On the bus to London Bridge and there are lights everywhere – in wine bars and the clear letters 521 Waterloo and office buildings where someone types at a desk and a cleaner slowly pushes a vacuum cleaner in grasping lines. At Monument a cyclist gestures to someone who steps out in front of his bike and across the aisle the man on the bus smiles at something he reads in his book. Black ink of the river and the clock face is exactly six twenty. Inside, Lori and I sit face to face over the table with others to our left and right, bodies and laughter and swift little waitresses moving around us. It is great to see her: the heart of her face, the way she says her words. When I walk home it is snowing, silent and thick. I like that I could have caught the bus or the tube but instead I am walking along the empty riverside with hands deep in my pockets and wet snow caught in my hair.

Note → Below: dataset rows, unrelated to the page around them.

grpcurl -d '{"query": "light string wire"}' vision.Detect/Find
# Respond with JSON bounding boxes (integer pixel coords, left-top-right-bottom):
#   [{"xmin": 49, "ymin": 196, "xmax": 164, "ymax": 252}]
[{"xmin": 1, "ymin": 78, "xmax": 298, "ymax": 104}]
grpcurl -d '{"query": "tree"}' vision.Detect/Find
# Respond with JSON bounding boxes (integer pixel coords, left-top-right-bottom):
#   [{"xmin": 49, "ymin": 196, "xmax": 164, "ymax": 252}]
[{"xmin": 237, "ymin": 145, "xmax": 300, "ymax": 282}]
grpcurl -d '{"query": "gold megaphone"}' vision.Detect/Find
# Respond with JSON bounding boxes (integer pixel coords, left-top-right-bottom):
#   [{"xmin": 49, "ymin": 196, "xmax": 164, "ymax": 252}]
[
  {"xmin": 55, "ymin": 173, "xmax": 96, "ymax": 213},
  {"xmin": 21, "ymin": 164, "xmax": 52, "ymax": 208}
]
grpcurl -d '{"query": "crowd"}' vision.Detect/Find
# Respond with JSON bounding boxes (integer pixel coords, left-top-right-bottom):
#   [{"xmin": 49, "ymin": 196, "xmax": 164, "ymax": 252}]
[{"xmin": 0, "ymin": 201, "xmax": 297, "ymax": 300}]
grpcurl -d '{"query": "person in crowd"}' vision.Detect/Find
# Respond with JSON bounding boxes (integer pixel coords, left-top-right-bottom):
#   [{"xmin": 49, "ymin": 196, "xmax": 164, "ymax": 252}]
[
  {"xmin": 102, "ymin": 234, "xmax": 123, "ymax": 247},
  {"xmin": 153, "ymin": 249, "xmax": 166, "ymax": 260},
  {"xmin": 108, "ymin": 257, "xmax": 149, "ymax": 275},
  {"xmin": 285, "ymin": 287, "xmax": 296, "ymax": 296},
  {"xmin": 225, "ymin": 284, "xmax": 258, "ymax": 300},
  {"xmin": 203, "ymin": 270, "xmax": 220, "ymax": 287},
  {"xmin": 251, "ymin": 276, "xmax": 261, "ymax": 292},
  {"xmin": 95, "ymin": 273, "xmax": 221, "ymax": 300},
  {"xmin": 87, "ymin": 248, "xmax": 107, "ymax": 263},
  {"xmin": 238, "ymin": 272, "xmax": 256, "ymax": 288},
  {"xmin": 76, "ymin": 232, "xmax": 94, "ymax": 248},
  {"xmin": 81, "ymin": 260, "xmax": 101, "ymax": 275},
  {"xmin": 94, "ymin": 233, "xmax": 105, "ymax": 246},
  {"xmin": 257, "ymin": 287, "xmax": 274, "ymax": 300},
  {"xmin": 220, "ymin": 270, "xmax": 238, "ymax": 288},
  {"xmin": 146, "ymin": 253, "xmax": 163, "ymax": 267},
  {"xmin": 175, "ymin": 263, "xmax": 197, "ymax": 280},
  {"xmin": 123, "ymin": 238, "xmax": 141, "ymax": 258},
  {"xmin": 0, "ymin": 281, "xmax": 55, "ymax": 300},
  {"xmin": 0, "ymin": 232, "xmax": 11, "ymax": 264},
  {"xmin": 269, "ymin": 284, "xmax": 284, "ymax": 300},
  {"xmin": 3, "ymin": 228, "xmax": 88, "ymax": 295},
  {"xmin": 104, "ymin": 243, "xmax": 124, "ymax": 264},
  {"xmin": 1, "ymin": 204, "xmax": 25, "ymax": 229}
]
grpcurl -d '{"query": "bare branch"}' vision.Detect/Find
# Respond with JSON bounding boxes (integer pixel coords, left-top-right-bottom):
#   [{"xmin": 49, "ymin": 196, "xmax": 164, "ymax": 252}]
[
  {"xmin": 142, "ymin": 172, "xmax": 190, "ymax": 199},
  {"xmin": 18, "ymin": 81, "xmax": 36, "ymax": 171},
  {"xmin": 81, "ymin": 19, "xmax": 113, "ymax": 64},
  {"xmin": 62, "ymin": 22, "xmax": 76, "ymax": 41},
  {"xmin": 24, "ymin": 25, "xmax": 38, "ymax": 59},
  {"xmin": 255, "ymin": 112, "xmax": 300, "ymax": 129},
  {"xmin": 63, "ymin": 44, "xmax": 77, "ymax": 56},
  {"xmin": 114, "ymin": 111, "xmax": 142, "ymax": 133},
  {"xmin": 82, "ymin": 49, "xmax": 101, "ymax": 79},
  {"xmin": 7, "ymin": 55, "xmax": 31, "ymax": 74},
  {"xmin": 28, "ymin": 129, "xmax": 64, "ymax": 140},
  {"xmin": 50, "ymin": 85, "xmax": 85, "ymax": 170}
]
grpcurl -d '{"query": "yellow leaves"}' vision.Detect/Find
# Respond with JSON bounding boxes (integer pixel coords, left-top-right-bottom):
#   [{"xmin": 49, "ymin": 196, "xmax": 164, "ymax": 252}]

Sunday morning on the Heath and there are children and dogs and sledges on the worn snow. When Katie and I meet at the Overground we squeeze each other tight. In the woods a large tree has fallen, perhaps it rotted and fell or was blown over in a storm. Snow has rested on its trunk and yarns of coloured wool are looped and re-looped around its scraping roots. Wooden table and coffee, the gestures of her hands and her familiar silver rings.